Le milieu du 19ème est une apogée riche de l’histoire des sourds français : il y a des artistes, écrivains, poètes sourds. La L.S.F. fait l’objet de recherches (surtout par des entendants) :

  • Bébian cherche une écriture de la Langue des Signes
  • L’Abbé Lambert et Joséphine Brouland publient des répertoires de signes
  • Rémi Valade fait une étude de la grammaire de la L.S.F. (1854)

Jusqu’aux environs de 1850, dans les écoles, l’enseignement se fait en L.S.F. Après 1850, certaines écoles adoptent la méthode orale qui est déjà répandue en Europe (Allemagne, Italie…)

En 1864, inauguration de la fameuse Université GALLAUDET de Washington D.C ; c’est la seule université au monde pour les sourds. Toutes les classes sociales sont représentées ainsi que les possibilités d’apprendre tous les métiers.

Le Congrès de Milan en 1880, épisode tragique de l’histoire des Sourds

En 1880, un congrès international de professeurs de l’enseignement des sourds, réunit à Milan décide : l’adoption de la méthode orale pure et l’exclusion des signes de l’enseignement.
Les délégués sont tous entendants, avec 1 seul sourd.

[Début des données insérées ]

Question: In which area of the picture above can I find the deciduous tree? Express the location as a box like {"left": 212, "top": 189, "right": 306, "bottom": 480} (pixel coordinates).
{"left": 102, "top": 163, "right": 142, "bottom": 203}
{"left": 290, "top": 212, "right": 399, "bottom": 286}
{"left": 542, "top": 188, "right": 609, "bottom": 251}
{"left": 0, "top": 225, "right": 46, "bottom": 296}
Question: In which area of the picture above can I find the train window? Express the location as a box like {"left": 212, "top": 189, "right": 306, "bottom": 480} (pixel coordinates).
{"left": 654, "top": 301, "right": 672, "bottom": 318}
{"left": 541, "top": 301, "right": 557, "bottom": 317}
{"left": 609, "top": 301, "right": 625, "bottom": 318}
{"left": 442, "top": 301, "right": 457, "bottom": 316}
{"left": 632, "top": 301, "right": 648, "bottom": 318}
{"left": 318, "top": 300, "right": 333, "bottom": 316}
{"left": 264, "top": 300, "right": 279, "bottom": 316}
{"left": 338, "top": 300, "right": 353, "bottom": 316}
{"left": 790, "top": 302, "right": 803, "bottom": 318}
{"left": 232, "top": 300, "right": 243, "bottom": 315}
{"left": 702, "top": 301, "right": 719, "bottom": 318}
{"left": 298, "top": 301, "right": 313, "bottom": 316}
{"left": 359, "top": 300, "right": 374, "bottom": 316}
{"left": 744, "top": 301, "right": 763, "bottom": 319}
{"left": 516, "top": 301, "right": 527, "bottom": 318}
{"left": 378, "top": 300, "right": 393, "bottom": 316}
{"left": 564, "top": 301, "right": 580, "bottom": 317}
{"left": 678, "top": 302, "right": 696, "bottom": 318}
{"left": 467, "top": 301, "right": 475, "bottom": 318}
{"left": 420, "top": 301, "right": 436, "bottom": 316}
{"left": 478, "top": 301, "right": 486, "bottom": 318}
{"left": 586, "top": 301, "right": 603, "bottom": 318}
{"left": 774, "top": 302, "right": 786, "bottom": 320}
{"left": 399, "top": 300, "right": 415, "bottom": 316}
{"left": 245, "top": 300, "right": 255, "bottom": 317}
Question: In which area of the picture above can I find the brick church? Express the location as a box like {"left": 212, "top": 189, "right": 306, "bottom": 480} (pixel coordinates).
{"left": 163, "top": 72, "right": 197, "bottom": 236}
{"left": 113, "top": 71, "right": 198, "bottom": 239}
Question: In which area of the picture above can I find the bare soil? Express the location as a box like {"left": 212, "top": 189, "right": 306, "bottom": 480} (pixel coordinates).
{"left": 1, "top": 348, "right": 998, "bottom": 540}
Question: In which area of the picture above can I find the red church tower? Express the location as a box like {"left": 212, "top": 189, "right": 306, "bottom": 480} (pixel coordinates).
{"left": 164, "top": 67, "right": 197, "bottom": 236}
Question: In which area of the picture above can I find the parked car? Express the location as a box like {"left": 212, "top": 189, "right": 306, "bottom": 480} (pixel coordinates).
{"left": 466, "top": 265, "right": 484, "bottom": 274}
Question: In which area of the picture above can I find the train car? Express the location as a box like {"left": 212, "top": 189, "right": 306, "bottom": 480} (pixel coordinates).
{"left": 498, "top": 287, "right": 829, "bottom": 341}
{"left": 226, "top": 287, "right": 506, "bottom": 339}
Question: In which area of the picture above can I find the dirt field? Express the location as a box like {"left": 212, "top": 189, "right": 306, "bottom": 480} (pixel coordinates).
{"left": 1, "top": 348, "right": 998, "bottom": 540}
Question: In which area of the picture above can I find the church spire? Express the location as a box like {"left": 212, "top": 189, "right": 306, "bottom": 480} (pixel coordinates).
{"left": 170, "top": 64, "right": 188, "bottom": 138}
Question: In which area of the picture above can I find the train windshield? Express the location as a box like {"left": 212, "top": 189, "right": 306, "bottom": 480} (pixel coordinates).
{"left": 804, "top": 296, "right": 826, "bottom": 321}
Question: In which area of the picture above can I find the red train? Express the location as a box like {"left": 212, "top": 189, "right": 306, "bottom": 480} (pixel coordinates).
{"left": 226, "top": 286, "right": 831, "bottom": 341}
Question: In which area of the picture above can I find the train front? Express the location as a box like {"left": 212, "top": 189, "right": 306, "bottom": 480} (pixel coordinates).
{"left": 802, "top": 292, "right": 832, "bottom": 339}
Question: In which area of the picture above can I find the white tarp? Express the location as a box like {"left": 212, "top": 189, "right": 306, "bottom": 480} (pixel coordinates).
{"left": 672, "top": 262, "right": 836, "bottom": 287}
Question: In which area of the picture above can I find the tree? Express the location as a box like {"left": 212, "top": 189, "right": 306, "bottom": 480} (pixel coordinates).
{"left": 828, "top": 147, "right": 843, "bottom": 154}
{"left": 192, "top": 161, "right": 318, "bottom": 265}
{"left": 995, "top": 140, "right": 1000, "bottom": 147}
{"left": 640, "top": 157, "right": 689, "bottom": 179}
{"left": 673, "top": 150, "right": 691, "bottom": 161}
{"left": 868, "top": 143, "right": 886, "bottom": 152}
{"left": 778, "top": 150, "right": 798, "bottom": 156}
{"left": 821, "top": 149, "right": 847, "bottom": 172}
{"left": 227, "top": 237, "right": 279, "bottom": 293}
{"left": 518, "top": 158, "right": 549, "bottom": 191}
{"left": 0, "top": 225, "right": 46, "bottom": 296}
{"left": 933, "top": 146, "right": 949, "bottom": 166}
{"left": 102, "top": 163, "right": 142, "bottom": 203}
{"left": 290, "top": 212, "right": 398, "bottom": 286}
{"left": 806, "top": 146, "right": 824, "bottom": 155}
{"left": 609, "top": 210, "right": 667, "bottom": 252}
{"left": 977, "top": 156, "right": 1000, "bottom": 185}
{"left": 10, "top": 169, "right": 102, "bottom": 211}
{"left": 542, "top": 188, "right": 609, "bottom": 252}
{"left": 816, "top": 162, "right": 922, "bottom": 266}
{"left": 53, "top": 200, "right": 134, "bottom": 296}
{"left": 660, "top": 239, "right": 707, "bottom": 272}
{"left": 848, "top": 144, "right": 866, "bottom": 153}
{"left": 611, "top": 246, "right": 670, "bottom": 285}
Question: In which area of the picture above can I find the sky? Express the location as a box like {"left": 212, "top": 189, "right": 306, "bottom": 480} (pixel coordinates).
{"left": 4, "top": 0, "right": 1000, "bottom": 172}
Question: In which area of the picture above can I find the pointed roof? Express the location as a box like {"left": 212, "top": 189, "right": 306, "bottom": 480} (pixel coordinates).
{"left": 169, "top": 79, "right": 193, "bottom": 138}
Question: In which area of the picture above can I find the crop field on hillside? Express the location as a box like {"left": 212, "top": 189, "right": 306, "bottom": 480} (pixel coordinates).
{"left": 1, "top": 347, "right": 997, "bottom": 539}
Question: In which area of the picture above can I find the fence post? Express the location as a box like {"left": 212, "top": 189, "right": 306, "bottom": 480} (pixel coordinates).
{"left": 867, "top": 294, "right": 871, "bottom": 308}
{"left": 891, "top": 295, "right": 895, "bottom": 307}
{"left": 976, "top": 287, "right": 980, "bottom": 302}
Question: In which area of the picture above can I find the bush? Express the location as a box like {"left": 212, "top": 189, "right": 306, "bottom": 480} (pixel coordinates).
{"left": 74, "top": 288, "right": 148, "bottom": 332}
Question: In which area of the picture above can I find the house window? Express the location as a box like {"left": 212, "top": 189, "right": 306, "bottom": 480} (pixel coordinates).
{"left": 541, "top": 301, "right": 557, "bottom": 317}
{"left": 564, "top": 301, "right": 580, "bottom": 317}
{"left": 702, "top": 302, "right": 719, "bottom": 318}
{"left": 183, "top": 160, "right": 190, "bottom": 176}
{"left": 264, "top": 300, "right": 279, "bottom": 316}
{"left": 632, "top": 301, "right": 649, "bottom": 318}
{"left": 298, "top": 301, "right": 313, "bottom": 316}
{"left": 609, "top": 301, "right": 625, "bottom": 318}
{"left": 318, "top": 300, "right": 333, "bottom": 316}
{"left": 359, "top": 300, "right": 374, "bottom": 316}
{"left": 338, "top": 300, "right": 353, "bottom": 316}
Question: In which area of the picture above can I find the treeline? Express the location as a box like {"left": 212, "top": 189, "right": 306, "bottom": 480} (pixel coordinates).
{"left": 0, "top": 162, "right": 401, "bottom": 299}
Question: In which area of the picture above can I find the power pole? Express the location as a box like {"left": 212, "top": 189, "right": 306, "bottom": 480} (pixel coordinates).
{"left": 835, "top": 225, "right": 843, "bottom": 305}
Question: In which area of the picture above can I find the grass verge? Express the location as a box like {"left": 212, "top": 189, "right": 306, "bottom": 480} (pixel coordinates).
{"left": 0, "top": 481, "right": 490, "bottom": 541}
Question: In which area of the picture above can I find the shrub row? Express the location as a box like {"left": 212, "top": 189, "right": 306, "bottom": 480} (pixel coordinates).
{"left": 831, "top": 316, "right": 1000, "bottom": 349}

Il y a 164 votants dont 87 italiens, 56 Français et seulement 5 Américains. Ces derniers représentent plus de 6000 élèves, soit plus que les 159 autres délégués réunis.

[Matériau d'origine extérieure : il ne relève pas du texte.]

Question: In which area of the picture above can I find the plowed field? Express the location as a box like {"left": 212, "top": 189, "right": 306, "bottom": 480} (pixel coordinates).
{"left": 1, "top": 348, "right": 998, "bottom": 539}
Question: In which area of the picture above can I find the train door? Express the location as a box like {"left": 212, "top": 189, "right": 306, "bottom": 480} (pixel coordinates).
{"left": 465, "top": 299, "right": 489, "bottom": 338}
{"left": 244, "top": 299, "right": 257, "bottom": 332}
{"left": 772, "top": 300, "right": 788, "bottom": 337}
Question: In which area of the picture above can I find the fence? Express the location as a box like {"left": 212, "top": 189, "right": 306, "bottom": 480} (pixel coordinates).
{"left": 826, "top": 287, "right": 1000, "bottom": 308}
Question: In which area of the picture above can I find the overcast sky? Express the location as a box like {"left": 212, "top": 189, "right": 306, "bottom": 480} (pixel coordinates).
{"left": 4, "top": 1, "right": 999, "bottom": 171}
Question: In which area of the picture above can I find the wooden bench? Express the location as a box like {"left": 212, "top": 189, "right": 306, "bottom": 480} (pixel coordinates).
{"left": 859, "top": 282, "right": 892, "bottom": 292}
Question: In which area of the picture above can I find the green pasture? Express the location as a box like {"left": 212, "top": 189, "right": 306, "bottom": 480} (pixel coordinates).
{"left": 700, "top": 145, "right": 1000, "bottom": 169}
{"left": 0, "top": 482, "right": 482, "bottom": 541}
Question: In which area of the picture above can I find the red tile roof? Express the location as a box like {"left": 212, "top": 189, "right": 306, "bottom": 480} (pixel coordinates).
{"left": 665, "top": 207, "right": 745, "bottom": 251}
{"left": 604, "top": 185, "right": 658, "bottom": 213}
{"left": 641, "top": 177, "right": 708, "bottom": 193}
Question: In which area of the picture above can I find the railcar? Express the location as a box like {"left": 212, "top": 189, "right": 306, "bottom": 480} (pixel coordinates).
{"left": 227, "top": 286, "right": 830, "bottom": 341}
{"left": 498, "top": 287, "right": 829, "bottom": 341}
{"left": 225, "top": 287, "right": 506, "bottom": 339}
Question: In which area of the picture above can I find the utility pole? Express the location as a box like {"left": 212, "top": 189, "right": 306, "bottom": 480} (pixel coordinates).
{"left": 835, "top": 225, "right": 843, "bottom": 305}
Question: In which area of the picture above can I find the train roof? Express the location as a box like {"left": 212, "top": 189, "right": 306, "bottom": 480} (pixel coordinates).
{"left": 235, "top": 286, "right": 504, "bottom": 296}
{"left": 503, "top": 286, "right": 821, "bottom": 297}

Deux conséquences directes :

  • 1ère conséquence : toutes les écoles françaises adoptent la méthode orale. Aujourd’hui l’oralisme est encore la règle générale en France, même si la L.S.F. n’est plus exclue de l’enseignement. Le retour à l’oralisme s’effectua en remontant de classe en classe. Les instructions ministérielles stipulaient : « il sera indispensable que ceux qui en bénéficient soient séparés des autres. A la suite des départs des derniers élèves instruits par « la mimique » en 1887, les professeurs sourds furent remerciés et se retrouvèrent alors sans emploi.
  • 2ème conséquence : le message de l’interdiction de la langue des signes fut transmis aux générations qui suivirent. Les gestes étaient dévalorisés, considérés comme une pratique ancienne, insuffisante et régressive, empêchant d’apprendre la parole. Les enfants avaient ainsi les idées faussées : Certains sourds étaient convaincus que s’ils arrivaient à bien parler, ils finiraient par devenir entendants. D’autres croyaient qu’ils allaient mourir avant l’âge adulte s’ils n’y arrivaient pas (car tous les adultes qu’ils voyaient entendaient et parlaient).

Les enfants très à l’aise entre eux, avaient honte et se sentaient coupables lorsqu’ils se trouvaient en classe et à la maison devant le mur de la parole pure. D’où certains comportements caractériels et problèmes psychologiques graves.

Malgré de l’interdiction, les réactions des sourds français :

Les sourds sont très actifs :

  • Ils militent pour faire reconnaître leurs droits.
  • La pratique de la LSF s’organisent chez eux ou en comités.
  • Ils organisent des congrès internationaux à Paris (1900,1912…) et aussi les expositions universelles afin de sensibiliser la reconnaissance de la L.S.F.
  • Ils créent de nombreux journaux, fondent des associations. Ils ont de fréquents échanges internationaux.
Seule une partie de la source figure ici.